The work of the first and third named authors was supported by the ANR Project MASTERIE 2010 BLAN–0121–01. Part of the work was done during their stay at the Bernoulli Center at the EPFL Lausanne and during the stay of the third named author at Bielefeld University, SFB $701$ (Mathematik).

Appendix

Proof of proposition 3.1

We start with some preliminary considerations.

Remark 9.1

Referring to Proposition 2 and Remarks following Theorem 1 in [17], we know the following.

(i)

We consider the problem
$$\begin{aligned} u-\Delta w=f, \text{ in} \mathcal D ^{\prime }(\mathbb{R }^d), \end{aligned}$$

(9.1)
where, $\ w(x)\in \frac{1}{2}\beta (u(x)) \text{ a.e.} x\in \mathbb{R }^d, f\in L^1(\mathbb{R }^d)$.
(ii)

Let $f\in L^1(\mathbb{R }^d)$. There is a unique $u\in L^1(\mathbb{R }^d)$ for which there exists $w\in L^1_{loc}(\mathbb{R }^d)$ such that $(u,w)$ solves (9.1).
(iii)

It is then possible to define a (multi-valued) operator $A:=A_{\beta }:E\rightarrow E$, where $D(A)$ is the set of $u\in L^1(\mathbb{R }^d)$ for which there is $w\in L^1_{{loc}}(\mathbb{R }^d)$ such that $w(x)\in \frac{1}{2}\beta (u(x))$ for a.e. $x\in \mathbb{R }^d$ and $\Delta w\in L^1(\mathbb{R }^d)$. For $u\in D(A)$, we set $A(u)=\left\{ -\frac{1}{2}w\left|\right. w \ \text{ as} \text{ in} \text{ the} \text{ definition} \text{ of} D(A)\right\} $. In particular, if $\beta $ is single valued then $Au=-\frac{1}{2}\Delta \beta (u)$.
(iv)

$A$ is a m-accretive operator.
(v)

Therefore, $J_{\lambda }:=(I+\lambda A)^{-1}$ is a contraction in the sense that $\Vert J_{\lambda }f-J_{\lambda }g\Vert _{L^1(\mathbb{R })}\le \Vert f-g\Vert _{L^1(\mathbb{R }^d)} $. In addition, $J_{\lambda }$ is single valued. If $f\in L^{\infty }(\mathbb{R }^d)$ then $\Vert J_{\lambda }f\Vert _{\infty }\le \Vert f\Vert _{\infty }$ and $J_{\lambda }f\in L^1 \bigcap L^{\infty }$. In particular, for every positive $n$, $\Vert J_{\lambda }^nf\Vert _{\infty }\le \Vert f\Vert _{\infty }$.
(vi)

If $f\ge g$, a.e., $ J_{\lambda }f\ge J_{\lambda } g$, a.e.
(vii)

Since $\beta (0)=0$, $J_{\lambda }f\ge 0$, if $f\ge 0$, a.e.
(viii)

If $f\in L^{\infty }$, $\beta $ being monotone, it easily follows that $w\in L^{\infty }$. In addition, under Assumption B($\ell $), $\ell \ge 1$, then $w\in L^1 \bigcap L^{\infty }$.

Proof of Proposition 3.1

The proof follows the same lines as [18, Proposition 3.4] even though here the assumption on $\beta $ is slightly more general and $d\ge 1$.

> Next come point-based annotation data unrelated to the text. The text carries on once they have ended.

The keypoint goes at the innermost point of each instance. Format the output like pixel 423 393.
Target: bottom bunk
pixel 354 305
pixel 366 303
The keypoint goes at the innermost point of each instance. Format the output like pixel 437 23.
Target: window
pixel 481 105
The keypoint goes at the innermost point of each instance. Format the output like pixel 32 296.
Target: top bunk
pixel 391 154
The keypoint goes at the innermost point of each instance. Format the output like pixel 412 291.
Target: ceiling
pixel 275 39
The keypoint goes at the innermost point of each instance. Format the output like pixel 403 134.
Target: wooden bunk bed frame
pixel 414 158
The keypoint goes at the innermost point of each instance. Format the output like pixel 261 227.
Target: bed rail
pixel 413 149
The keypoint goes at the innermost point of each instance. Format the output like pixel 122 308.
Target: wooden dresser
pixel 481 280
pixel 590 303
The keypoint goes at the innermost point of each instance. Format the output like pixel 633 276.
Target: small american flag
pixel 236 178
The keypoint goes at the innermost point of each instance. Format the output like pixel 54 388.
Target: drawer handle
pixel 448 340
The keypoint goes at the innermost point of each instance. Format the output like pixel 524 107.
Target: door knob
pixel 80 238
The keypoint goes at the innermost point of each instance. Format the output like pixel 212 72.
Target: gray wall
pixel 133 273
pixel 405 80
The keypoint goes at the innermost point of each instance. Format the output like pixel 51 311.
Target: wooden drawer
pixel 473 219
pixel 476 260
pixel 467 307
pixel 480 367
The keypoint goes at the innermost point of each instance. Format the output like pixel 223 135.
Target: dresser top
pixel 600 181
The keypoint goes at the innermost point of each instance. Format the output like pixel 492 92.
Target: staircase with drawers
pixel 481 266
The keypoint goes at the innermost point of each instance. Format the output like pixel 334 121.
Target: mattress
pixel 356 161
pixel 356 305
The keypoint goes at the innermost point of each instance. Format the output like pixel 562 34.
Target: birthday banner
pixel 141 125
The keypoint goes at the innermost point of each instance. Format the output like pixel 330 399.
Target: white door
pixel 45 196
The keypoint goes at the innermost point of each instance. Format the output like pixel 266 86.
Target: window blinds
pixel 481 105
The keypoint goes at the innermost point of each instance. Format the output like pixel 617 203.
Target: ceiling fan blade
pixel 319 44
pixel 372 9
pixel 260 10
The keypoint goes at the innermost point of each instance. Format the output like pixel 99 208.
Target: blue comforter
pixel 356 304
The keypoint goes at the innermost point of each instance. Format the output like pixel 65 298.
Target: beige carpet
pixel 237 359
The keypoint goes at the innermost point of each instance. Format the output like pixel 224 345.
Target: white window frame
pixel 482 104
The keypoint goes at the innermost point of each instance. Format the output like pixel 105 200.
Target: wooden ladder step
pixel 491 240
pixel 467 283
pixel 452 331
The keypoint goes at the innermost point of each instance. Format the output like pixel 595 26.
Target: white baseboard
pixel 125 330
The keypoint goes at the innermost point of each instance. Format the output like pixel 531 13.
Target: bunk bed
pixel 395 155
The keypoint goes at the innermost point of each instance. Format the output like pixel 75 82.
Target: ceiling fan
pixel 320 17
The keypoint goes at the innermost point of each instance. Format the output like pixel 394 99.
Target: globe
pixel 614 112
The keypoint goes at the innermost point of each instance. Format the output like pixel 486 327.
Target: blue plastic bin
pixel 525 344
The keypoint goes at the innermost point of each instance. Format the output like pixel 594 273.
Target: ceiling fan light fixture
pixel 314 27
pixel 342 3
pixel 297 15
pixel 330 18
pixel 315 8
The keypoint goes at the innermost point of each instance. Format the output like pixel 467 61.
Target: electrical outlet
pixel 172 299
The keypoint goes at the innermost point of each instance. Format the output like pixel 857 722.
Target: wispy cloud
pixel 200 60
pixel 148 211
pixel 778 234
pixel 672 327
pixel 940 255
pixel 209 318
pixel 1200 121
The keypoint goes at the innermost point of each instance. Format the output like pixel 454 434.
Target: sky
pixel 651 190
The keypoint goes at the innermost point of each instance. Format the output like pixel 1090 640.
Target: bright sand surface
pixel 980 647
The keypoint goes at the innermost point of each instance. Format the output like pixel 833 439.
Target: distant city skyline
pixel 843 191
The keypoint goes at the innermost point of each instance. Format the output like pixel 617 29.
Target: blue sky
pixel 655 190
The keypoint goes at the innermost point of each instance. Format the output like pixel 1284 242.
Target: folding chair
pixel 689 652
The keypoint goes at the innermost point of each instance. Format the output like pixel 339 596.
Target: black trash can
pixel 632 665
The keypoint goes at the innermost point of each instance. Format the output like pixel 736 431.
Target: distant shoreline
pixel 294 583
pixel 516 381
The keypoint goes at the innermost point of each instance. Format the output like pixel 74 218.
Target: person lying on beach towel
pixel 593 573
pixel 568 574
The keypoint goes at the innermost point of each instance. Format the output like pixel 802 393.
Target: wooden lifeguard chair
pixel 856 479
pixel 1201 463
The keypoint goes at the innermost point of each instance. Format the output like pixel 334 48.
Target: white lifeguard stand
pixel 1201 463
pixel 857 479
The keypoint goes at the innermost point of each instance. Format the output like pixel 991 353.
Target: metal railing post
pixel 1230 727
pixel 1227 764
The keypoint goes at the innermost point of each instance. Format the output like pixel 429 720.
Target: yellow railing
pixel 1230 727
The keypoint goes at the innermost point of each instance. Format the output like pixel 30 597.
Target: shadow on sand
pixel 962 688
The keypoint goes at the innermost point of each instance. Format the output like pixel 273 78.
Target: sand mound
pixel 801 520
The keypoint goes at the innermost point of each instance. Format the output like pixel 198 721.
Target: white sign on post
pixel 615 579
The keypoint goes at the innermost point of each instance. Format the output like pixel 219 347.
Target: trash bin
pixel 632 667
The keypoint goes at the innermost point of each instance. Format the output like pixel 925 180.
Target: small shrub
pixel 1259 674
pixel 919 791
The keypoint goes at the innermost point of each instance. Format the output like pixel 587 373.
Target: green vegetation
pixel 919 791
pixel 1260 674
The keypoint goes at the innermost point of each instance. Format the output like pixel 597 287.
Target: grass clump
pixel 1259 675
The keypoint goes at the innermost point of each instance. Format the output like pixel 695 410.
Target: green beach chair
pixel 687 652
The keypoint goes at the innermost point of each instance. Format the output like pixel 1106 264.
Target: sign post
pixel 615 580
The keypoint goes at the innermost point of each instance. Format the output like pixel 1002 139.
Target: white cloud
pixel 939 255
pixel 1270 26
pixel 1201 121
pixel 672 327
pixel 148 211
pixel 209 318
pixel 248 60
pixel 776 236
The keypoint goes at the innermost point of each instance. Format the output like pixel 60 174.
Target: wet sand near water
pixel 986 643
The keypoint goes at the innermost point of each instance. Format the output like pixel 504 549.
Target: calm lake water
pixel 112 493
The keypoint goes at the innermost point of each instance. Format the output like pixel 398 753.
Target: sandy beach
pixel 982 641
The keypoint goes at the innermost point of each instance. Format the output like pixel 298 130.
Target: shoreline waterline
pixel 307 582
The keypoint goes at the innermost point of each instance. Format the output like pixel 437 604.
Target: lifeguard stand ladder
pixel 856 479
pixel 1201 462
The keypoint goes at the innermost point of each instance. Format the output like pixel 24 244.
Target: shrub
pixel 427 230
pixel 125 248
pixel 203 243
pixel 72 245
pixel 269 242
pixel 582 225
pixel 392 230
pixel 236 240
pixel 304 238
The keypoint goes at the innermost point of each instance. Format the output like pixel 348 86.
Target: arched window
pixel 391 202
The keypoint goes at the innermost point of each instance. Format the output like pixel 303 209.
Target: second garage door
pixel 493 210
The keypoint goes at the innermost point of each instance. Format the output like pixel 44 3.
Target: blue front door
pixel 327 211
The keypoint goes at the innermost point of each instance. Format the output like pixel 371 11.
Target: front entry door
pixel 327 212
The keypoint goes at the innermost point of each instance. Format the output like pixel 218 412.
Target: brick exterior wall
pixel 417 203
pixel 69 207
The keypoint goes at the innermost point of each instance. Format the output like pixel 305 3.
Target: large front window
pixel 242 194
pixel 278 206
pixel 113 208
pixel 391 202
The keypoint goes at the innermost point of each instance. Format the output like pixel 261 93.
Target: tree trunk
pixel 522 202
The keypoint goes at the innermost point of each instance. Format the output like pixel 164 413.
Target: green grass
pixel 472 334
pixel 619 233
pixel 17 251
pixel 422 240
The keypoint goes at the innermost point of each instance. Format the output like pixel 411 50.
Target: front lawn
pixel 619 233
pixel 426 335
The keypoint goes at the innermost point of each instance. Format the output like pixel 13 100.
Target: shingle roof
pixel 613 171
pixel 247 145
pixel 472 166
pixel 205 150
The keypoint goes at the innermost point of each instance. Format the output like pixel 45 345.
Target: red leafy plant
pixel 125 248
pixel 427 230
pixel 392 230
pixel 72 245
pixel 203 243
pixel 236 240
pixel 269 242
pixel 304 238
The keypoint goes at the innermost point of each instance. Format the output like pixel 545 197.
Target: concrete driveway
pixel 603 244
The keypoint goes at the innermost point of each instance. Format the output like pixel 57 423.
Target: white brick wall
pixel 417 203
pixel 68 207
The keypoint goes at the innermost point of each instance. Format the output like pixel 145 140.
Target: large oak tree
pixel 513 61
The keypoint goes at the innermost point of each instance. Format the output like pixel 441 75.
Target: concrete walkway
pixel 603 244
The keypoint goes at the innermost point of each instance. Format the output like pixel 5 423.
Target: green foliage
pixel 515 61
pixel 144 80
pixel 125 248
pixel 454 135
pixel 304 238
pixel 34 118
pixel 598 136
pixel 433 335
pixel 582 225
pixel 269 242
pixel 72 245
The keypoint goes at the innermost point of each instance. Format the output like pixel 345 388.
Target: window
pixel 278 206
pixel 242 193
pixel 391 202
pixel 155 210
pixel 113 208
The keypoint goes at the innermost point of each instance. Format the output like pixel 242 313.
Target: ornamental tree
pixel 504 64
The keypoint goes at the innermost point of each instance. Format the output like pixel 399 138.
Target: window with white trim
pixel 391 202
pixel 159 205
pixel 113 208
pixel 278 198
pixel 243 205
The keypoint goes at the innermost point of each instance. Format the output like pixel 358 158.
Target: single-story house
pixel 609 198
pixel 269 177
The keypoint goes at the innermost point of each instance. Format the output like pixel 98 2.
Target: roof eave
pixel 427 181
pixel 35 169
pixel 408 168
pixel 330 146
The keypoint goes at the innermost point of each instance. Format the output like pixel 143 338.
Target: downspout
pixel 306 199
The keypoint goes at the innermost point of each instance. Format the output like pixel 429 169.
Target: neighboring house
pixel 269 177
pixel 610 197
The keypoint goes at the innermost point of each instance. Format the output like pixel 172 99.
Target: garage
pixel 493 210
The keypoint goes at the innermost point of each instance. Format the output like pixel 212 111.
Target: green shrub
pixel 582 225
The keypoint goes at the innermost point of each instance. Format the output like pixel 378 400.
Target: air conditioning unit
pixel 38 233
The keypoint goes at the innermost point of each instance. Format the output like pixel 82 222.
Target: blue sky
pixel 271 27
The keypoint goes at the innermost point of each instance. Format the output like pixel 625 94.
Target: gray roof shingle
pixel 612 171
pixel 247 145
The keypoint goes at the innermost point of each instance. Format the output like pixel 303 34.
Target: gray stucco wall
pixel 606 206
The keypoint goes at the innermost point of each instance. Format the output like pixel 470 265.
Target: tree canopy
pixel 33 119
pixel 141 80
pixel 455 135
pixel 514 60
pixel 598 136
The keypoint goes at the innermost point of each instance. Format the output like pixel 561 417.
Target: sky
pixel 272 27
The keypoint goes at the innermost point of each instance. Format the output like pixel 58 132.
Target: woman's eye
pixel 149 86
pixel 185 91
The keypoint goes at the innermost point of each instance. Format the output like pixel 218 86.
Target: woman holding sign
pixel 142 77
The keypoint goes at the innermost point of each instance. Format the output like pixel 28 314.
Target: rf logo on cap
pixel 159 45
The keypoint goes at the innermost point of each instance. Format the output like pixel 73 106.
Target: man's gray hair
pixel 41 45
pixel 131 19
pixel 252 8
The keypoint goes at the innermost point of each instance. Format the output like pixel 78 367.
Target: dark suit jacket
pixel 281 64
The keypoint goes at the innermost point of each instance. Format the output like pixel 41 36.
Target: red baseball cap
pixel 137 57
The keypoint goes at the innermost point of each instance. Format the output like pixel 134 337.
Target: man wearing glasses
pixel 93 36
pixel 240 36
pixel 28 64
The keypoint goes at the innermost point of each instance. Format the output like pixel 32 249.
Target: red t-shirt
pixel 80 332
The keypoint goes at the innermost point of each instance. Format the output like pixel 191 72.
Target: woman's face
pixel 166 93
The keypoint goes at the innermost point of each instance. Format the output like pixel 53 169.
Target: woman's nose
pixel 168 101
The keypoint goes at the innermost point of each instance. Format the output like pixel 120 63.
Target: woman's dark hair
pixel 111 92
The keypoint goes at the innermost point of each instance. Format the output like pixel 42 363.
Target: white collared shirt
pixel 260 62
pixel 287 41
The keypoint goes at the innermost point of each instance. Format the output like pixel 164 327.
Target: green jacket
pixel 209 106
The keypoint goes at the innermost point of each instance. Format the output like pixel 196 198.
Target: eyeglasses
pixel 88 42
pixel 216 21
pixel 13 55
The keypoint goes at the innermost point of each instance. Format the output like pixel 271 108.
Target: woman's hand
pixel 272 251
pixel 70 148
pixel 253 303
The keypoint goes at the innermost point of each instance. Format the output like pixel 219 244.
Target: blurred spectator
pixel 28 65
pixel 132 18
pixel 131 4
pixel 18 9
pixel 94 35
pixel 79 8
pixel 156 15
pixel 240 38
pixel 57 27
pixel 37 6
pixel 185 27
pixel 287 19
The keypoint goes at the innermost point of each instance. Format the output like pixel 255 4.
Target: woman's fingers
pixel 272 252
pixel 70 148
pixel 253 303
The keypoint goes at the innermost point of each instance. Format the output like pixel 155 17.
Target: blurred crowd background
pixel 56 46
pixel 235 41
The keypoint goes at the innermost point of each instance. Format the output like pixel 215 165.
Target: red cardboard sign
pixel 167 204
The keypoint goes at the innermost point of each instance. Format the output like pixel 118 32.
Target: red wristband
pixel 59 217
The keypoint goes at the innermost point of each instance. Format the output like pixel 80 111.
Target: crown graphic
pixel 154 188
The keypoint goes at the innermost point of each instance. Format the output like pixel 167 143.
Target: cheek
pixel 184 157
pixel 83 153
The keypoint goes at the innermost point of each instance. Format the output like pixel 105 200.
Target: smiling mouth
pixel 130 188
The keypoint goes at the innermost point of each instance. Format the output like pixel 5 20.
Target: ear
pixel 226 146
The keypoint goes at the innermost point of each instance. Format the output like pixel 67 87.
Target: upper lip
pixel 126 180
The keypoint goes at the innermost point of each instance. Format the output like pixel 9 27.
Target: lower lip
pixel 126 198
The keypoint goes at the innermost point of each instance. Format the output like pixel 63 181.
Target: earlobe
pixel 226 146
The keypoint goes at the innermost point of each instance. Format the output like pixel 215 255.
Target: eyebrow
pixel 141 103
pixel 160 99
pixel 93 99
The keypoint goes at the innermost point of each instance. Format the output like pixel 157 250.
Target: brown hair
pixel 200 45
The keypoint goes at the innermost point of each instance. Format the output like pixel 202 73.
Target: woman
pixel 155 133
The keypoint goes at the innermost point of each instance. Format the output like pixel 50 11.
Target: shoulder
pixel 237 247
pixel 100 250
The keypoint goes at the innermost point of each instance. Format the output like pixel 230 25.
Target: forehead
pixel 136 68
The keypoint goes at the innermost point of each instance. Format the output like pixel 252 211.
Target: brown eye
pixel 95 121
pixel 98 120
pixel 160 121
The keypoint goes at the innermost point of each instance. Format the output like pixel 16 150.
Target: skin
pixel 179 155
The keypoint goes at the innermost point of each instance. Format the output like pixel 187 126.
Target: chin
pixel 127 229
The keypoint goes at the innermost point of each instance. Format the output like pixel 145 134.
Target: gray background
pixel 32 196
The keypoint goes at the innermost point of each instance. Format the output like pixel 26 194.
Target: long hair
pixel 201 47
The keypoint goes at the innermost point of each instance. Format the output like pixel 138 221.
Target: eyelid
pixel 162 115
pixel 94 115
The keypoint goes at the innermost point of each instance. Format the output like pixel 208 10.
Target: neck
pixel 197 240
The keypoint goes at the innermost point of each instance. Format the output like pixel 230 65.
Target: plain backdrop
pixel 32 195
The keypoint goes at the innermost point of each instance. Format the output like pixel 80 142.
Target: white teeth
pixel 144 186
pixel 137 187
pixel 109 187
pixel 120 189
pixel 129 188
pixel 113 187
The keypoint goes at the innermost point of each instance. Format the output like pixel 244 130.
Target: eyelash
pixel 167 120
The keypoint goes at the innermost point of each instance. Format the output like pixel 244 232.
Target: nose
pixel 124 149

Problem (3.1) is related with the non-linear evolution equation on $E=L^1(\mathbb{R }^d)$

$$\begin{aligned} 0\in u^{\prime }(t)+A(u(t)),\ 0\le t\le T, \end{aligned}$$

(9.2)

with $Au=A_{\beta }u=-\Delta (\frac{1}{2}\beta (u))$. We denote by $L^1_+(\mathbb{R }^d)$ the space of non-negative functions in $L^1$ and $D_+(A)$ the space of non-negative elements of $D(A)$.

(a)

Suppose that $\overline{D_+(A)}=L^1_+(\mathbb{R }^d)$. By Showalter [31, Corollary IV.8.4], there is a unique $C^0$-solution of (9.2). It appears as a limit in $C([0,T];L^1(\mathbb{R }^d))$ of approximating $\varepsilon $-solutions. For the notion of $C^0$-solution $u\in C([0,T];L^1(\mathbb{R }^d))$ and related $\varepsilon $-solutions, we refer to [31, Chapter IV.8]. In particular, $u\in L^1([0,T]\times \mathbb{R }^d)$.
(b)

We now prove that $D_+(A)$ is dense in $L^1_+(\mathbb{R }^d)$. We denote by $C_{\scriptscriptstyle {0}}^+(\mathbb{R }^d)$, the space of non-negative continuous functions with compact support. Let $u\in C_{\scriptscriptstyle {0}}^+(\mathbb{R }^d)$. Since $C_{\scriptscriptstyle {0}}^+(\mathbb{R }^d)$ is dense in $L^1_+(\mathbb{R }^d)$ it is enough to show that $C_{\scriptscriptstyle {0}}^+(\mathbb{R }^d)\subset \overline{D_+(A)}$, where $\overline{D_+(A)}$ is the $L^1$-closure of $D_+(A)$.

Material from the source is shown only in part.